Participants say more details will be hammered out at the meeting this summer in Bonn; it's a work in progress.
While the official domestic plan remains ephemeral, utilities like PacifiCorp plow ahead toward an as-yet undetermined emissions target. PacifiCorp began developing projects about five years ago to identify the most efficient way to offset emissions, says Bill Edmonds, company public policy manager.
PacifiCorp is working under the premise that the United States eventually will sign the Kyoto Protocol, a position other observers have adopted despite debate over global warming effects and the veracity of carbon reductions. Edmonds acknowledges that by moving early the company is taking a big risk, but it also has the advantage of finding the most cost-effective way of meeting targets.
"Companies have to hedge their bets," says Alden Myer, government relations director for the Union of Concerned Scientists, one of the more vocal supporters of the protocol.

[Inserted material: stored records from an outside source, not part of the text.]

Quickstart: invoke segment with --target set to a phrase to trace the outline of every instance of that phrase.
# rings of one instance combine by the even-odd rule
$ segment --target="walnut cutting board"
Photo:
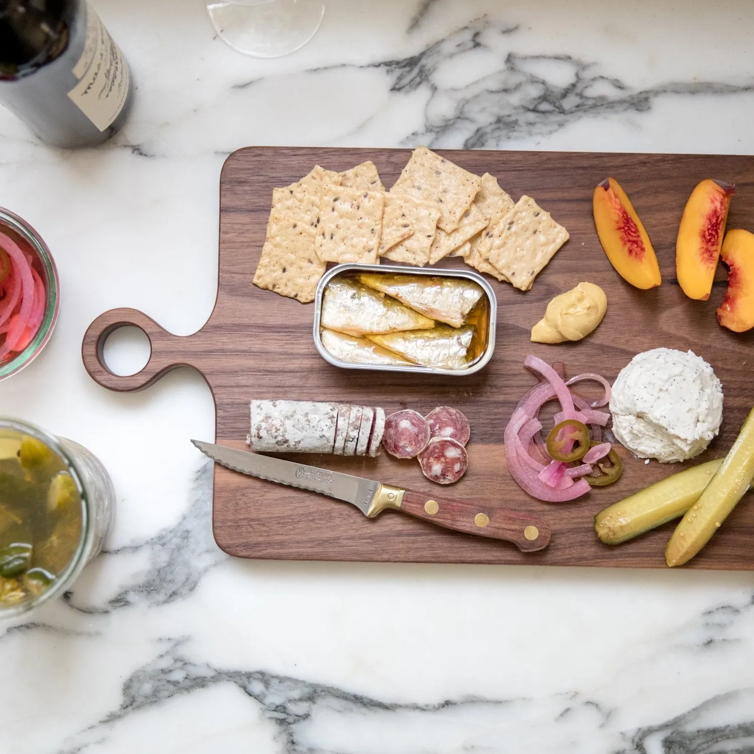
[[[666,346],[692,349],[712,364],[722,380],[722,428],[698,460],[728,451],[754,404],[754,331],[736,335],[717,324],[715,309],[726,284],[722,267],[708,302],[691,301],[683,295],[674,280],[675,241],[686,199],[694,186],[708,177],[737,184],[728,228],[754,231],[754,157],[443,152],[467,170],[492,173],[514,200],[525,193],[533,196],[568,228],[571,239],[526,293],[489,279],[498,296],[498,332],[495,354],[481,372],[449,378],[342,370],[325,362],[314,349],[313,305],[302,305],[252,285],[272,188],[297,180],[315,164],[342,170],[368,159],[375,163],[383,182],[390,186],[409,154],[402,149],[260,147],[231,155],[220,179],[219,282],[209,320],[198,333],[178,337],[135,310],[106,312],[84,337],[87,371],[104,387],[136,391],[176,366],[198,369],[214,396],[216,441],[237,447],[244,447],[249,431],[252,398],[347,400],[382,406],[388,413],[403,407],[426,413],[436,406],[455,406],[470,421],[471,440],[468,471],[452,486],[440,488],[425,480],[415,460],[399,461],[385,453],[379,458],[298,458],[429,495],[468,498],[535,512],[547,520],[553,530],[546,550],[523,554],[507,543],[456,534],[390,511],[369,520],[350,505],[216,466],[214,535],[218,544],[231,555],[665,567],[664,547],[673,523],[608,547],[596,538],[592,521],[601,508],[680,466],[654,461],[645,464],[624,454],[624,473],[618,483],[572,503],[545,504],[526,495],[509,475],[503,432],[516,403],[534,382],[523,366],[527,354],[550,362],[565,361],[569,375],[594,371],[611,382],[639,351]],[[663,274],[659,288],[632,288],[618,277],[602,250],[592,219],[592,192],[608,176],[621,182],[651,238]],[[463,264],[460,259],[446,259],[438,266]],[[597,330],[580,343],[531,343],[530,329],[542,317],[547,302],[581,280],[597,284],[608,295],[607,314]],[[128,377],[112,374],[102,359],[107,335],[123,324],[142,327],[152,348],[144,369]],[[754,495],[744,498],[688,567],[754,569]]]

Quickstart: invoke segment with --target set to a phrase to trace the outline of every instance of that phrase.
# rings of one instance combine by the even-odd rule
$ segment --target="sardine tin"
[[[470,366],[462,369],[441,369],[434,366],[420,366],[412,364],[404,366],[403,365],[394,364],[361,364],[353,362],[343,361],[333,356],[322,344],[322,339],[320,335],[320,317],[322,314],[322,297],[325,287],[329,281],[338,275],[345,273],[355,274],[359,272],[382,272],[391,274],[403,275],[428,275],[438,277],[460,277],[465,280],[473,280],[481,287],[487,297],[488,310],[489,312],[489,321],[487,323],[487,339],[486,345],[482,352],[482,355]],[[465,377],[467,375],[474,374],[483,369],[492,357],[495,351],[495,333],[498,318],[498,301],[495,296],[495,291],[489,284],[476,272],[467,271],[466,270],[457,270],[452,268],[424,268],[424,267],[408,267],[399,265],[338,265],[328,270],[317,287],[317,293],[314,297],[314,346],[319,351],[320,355],[326,361],[345,369],[376,369],[381,372],[412,372],[418,374],[441,374],[451,375],[455,377]]]

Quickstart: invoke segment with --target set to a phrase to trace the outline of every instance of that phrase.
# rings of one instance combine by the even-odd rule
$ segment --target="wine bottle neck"
[[[76,0],[0,0],[0,80],[33,72],[68,47]]]

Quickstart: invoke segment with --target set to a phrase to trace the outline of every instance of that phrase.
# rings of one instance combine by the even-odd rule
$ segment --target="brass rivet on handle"
[[[489,516],[486,513],[477,513],[474,517],[474,523],[480,529],[484,529],[489,523]]]

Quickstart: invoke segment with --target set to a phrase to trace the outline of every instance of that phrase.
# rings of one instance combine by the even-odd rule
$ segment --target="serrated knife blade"
[[[538,516],[489,504],[449,500],[318,466],[192,440],[216,463],[260,479],[326,495],[356,506],[368,518],[391,509],[445,529],[513,542],[523,552],[542,550],[551,532]]]

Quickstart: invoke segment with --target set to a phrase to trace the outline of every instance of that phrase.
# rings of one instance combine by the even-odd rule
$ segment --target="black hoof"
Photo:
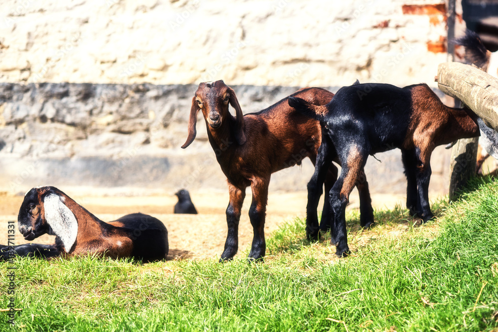
[[[225,262],[228,262],[228,261],[232,261],[233,260],[234,260],[234,257],[222,257],[221,258],[220,258],[220,260],[219,261],[220,263],[225,263]]]
[[[306,232],[306,238],[309,241],[316,242],[318,241],[320,238],[320,232],[314,232],[313,233]]]
[[[436,219],[434,215],[431,213],[430,214],[427,215],[427,216],[422,217],[422,223],[425,224],[425,223],[429,221],[430,220],[434,220]]]
[[[249,264],[252,264],[253,263],[263,263],[264,262],[264,258],[262,257],[260,257],[258,258],[255,258],[253,257],[248,257],[248,262]]]
[[[375,223],[374,223],[373,221],[367,223],[365,225],[361,224],[362,228],[363,228],[363,229],[365,230],[369,230],[374,226],[375,226]]]
[[[337,249],[337,251],[336,251],[336,254],[337,255],[339,258],[347,257],[351,254],[351,251],[350,251],[349,248],[347,247],[346,247],[345,249]]]

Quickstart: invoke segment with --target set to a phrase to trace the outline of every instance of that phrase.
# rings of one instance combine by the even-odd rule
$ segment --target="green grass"
[[[368,231],[353,211],[353,254],[340,259],[299,219],[267,239],[259,264],[17,258],[22,311],[0,329],[498,331],[498,183],[475,179],[433,211],[423,226],[399,207],[377,211]]]

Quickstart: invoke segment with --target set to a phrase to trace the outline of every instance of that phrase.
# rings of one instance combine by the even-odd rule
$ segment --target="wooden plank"
[[[498,131],[498,79],[469,65],[447,62],[438,66],[437,82],[441,91],[461,100]]]

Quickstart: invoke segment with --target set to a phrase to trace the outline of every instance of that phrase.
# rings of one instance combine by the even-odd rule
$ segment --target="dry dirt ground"
[[[172,194],[80,196],[78,195],[77,191],[64,191],[104,221],[114,220],[125,214],[136,212],[157,218],[168,229],[170,248],[168,259],[213,259],[219,257],[223,250],[227,232],[225,211],[228,204],[228,192],[191,192],[192,201],[199,214],[186,215],[173,214],[177,198]],[[248,188],[247,192],[239,227],[239,256],[248,254],[252,237],[252,229],[248,216],[250,205],[250,188]],[[264,228],[267,237],[282,224],[292,221],[296,216],[305,216],[307,196],[305,191],[270,192]],[[351,194],[348,209],[358,208],[358,197],[355,189]],[[14,220],[17,223],[17,215],[23,198],[22,195],[12,196],[0,193],[0,244],[6,244],[7,222]],[[372,195],[374,208],[392,208],[396,203],[404,206],[405,199],[402,195]],[[322,204],[321,201],[320,206]],[[32,242],[53,243],[54,238],[45,235]],[[22,237],[16,225],[15,244],[20,245],[28,242]]]

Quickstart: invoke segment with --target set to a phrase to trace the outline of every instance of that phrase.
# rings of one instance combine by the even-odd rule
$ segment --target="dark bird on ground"
[[[178,197],[178,202],[175,205],[175,213],[197,214],[197,210],[190,199],[188,191],[184,189],[178,190],[175,195]]]

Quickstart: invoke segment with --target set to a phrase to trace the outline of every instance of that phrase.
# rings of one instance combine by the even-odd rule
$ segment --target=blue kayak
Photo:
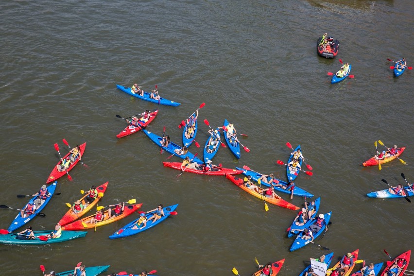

There will be a binding treaty on the CO2 problem, he adds without doubt.
"If we wait too many more years¼ it's going to be virtually impossible for the U.S. to get where it's supposed to be under the Kyoto Protocol," says Mark Trexlar, president of Trexlar and Associates a climate change consulting firm.
The U.S. has several years before it needs to make a decision about Kyoto. But by then, it could prove tremendously expensive to meet targets. %n9%n Early experimentation helps to identify cost-effective remedies and could provide companies a much-needed head start. It is also possible the Administration will develop a domestic program before making any decision on the protocol.
"We will undoubtedly have a U.S. trading system," says Carlton Bartels, "that will be harmonious with an international trading system that's developed."
Elizabeth Striano is managing editor of Public Utilities Fortnightly.
1 This figure is about 36 percent below what emissions otherwise would have been based on current levels.
2 Katie McGinty, chairwoman of the Council on Environmental Quality: "The president will want to work in partnership with industry, affording them credit for taking early action to reduce emissions," Press Briefing, Oct. 22, 1997.
3 Other greenhouse gases: methane; nitrous oxide; hydrofluorocarbons; perfluorocarbons; sulfur hexafluoride.
4 The Washington Post, March 26, 1998.
5 Patrice Hill, The Washington Times, March 10, 1998.
6 U.S. DOE, Comprehensive Electric Restructuring Plan, Mar. 25, 1998.
7 NERA, Designing and Implementing an International Gas Trading Program, Aug. 4, 1997.
8 "Any certified emission reductions which a Party acquires from accordance with the provisions of Article 12 shall be added to the Party," Article 3.12, Kyoto Protocol to the United Nations Framework Convention on Climate Change, December 1997. See also, articles 3.10; 3.11; 6; 12 and 17.
9 A White House report estimates if ratified as is, the Kyoto Protocol will increase energy costs $70 to $100 per year per household, assuming an active allowance trading program for CO2 is in place.